I woke up and told myself, "Lord, i'm tired. I'm gonna give this a miss.." As i was picking up the phone to inform Mun Pun, i was thinking of all the possible outcomes.. Then a soft prompting came and i was quite sure then that the way to go was to finish it up and publish it.
As i was rushing up to do it, i felt the Lord say, "Have you no faith in the One who has control of all things?" I replied, "Yes, i do Lord. I'm just humanly thinking of the technicalities... It's tremendous work in an impossible time!"
And so i prayed and left for the concert hall. Got there and did the routine of passing the projectionist the laptop.. etc..
worship started... then came the sermon. I was half listening while working my way out of the "mess" as it seemed. Then came the part, "Speaking in tongues edifies yourself." I was like, "Wow, don't i know that too? But why am i not doing so?" And i spoke in tongues.. I felt (Not to be cheesy) but i really did feel uplifted and continued to do up the video.. I continued praying in tongues and somehow, Pastor dragged the sermon. I know it's due to Pastor having points within his heart to share. However, it somehow gave me more time to prepare the video. In fact, without his delay, i wouldn't have completed on time.
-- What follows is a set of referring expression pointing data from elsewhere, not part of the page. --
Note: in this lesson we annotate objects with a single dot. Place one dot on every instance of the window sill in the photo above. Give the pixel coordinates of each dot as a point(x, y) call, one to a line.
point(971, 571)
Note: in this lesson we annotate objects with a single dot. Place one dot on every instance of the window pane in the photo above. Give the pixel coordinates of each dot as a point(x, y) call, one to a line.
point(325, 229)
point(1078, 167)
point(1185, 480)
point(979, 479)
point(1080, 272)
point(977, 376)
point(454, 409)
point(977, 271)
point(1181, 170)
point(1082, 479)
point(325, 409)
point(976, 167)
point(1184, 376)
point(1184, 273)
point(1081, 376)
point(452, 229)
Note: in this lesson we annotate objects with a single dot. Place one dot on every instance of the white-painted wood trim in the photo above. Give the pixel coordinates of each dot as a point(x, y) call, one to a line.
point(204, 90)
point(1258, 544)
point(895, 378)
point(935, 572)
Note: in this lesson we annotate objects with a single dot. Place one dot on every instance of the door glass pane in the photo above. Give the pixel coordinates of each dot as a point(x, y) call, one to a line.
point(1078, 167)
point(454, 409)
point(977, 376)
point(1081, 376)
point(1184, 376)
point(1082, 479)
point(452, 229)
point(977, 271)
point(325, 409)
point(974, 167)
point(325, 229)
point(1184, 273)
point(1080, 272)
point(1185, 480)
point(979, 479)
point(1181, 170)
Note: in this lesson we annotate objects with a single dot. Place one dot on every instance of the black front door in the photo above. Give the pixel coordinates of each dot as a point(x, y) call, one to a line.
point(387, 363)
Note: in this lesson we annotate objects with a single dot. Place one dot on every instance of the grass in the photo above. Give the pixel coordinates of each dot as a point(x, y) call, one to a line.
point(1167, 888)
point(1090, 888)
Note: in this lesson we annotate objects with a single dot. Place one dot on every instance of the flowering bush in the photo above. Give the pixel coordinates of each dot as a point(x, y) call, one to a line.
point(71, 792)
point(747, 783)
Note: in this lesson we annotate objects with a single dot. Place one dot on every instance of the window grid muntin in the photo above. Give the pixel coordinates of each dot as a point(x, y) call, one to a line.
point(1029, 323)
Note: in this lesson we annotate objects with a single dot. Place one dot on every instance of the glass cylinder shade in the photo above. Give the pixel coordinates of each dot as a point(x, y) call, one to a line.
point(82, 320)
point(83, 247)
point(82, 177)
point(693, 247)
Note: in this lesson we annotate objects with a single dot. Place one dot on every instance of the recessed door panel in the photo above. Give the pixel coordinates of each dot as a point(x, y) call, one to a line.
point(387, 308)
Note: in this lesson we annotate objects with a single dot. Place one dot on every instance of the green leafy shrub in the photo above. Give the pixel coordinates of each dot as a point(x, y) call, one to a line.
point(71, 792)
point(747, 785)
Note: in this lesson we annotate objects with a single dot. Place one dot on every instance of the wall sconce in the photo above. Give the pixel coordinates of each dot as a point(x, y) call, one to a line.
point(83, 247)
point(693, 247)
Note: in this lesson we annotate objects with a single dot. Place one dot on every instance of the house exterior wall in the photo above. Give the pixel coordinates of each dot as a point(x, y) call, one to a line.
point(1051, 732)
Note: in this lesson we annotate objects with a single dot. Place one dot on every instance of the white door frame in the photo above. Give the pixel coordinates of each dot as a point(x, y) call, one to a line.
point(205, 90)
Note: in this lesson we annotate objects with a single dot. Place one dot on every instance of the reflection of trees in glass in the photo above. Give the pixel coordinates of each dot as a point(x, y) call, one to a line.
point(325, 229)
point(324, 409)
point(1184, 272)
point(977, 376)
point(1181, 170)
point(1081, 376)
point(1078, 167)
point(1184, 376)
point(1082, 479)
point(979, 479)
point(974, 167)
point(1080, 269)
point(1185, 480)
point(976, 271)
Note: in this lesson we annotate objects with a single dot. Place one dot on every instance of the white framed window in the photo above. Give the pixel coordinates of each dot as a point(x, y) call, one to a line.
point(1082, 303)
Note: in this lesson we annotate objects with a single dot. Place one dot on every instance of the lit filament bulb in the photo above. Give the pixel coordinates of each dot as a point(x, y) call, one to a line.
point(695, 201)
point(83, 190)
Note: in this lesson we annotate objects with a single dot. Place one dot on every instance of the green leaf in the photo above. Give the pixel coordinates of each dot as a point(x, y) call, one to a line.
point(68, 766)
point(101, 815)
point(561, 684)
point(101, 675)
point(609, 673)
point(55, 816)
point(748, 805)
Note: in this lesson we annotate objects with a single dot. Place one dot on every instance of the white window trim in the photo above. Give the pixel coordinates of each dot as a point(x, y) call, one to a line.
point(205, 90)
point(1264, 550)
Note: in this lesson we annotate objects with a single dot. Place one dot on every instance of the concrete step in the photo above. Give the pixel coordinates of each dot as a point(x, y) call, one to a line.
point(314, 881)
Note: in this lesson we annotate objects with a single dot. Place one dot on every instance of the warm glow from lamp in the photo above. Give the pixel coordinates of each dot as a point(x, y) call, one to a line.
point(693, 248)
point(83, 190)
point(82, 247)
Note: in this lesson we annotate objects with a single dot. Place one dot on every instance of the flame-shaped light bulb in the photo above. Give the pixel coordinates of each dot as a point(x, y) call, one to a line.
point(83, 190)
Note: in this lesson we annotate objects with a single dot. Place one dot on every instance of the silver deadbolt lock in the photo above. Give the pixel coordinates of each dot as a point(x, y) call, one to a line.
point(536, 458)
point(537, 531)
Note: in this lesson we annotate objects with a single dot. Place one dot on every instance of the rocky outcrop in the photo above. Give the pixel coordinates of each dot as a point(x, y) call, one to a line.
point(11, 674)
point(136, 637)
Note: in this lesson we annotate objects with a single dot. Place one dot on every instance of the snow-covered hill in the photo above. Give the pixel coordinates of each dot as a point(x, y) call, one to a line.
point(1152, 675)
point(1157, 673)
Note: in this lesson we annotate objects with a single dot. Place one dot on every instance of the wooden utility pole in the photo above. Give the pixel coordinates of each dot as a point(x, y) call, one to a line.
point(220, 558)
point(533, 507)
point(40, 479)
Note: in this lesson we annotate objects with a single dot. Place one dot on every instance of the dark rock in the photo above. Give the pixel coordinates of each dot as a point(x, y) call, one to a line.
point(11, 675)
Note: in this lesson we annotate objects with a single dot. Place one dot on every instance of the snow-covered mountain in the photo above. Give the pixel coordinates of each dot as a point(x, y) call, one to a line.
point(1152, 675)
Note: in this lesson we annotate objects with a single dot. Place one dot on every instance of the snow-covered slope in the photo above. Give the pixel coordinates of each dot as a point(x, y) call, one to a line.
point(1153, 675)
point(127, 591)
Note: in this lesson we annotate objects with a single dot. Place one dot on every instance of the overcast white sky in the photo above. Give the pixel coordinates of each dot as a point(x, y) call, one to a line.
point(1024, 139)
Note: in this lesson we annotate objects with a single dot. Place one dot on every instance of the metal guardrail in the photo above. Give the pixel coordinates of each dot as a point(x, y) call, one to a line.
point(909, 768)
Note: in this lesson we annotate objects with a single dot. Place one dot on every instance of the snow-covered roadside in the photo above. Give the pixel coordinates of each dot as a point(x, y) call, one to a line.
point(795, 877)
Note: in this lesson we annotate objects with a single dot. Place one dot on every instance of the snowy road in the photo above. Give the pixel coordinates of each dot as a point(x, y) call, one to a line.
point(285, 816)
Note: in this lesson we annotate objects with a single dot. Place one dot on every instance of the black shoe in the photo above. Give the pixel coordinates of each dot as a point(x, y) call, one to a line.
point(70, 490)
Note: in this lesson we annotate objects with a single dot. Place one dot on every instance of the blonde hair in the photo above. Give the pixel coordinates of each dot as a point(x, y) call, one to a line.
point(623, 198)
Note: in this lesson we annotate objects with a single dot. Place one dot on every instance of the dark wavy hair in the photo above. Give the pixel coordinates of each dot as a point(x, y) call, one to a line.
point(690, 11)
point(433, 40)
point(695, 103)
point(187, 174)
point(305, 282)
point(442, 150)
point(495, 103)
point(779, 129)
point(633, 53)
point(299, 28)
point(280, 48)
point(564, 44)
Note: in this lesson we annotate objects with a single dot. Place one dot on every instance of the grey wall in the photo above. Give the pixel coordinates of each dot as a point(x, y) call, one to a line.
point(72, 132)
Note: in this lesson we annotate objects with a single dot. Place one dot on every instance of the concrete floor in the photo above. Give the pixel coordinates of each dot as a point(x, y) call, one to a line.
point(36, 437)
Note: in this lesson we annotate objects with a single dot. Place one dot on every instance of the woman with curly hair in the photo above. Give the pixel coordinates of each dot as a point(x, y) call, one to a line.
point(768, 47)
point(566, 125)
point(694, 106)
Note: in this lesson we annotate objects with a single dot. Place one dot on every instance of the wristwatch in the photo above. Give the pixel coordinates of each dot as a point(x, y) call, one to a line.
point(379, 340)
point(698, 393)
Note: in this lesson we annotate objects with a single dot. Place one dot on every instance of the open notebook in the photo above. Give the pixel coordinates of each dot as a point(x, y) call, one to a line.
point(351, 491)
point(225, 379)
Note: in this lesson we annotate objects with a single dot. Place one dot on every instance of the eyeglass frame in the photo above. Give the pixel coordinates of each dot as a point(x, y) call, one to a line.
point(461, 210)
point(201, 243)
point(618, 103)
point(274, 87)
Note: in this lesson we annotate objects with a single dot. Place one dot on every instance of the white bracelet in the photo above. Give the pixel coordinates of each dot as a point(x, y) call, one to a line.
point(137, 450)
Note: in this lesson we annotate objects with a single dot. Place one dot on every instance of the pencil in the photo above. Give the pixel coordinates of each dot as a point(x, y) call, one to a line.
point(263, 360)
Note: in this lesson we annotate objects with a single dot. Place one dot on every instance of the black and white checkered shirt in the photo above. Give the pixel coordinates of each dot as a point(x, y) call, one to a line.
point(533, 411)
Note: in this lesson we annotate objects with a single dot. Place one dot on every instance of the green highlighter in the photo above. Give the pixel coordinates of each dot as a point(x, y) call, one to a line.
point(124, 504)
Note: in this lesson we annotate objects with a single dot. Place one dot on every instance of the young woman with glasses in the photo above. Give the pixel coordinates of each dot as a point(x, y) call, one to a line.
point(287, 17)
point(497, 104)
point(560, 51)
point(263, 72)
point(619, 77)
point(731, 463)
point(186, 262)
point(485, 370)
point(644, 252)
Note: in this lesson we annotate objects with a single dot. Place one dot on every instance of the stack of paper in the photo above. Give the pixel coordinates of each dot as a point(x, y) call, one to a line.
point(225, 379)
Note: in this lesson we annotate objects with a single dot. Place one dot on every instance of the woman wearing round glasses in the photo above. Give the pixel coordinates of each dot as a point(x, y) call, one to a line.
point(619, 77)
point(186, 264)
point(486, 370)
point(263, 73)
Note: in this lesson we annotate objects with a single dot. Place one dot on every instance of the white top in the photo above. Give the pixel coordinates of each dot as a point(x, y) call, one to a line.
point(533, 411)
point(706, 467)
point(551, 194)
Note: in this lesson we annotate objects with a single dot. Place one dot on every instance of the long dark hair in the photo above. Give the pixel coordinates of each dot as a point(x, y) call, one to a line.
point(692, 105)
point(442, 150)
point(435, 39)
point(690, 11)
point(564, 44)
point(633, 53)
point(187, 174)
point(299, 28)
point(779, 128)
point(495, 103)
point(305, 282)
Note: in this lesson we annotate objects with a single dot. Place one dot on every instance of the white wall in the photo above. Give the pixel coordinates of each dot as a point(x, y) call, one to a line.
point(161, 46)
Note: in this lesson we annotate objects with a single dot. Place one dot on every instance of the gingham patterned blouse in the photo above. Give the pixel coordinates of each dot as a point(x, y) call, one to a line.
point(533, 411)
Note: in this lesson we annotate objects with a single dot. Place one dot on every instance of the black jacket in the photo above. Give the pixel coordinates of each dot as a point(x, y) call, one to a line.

I continued my tongues till the DVD was completed. It was exactly when announcements started. Praise God!
As i saw the change in mindset as i set before myself the truths of God and the change in the environment according to it, i can't help but admit that truly, i was silly enough to believe that i couldn't produce it in that short span. Thank you Lord. Forgive me for not trusting You and help me to trust You even more!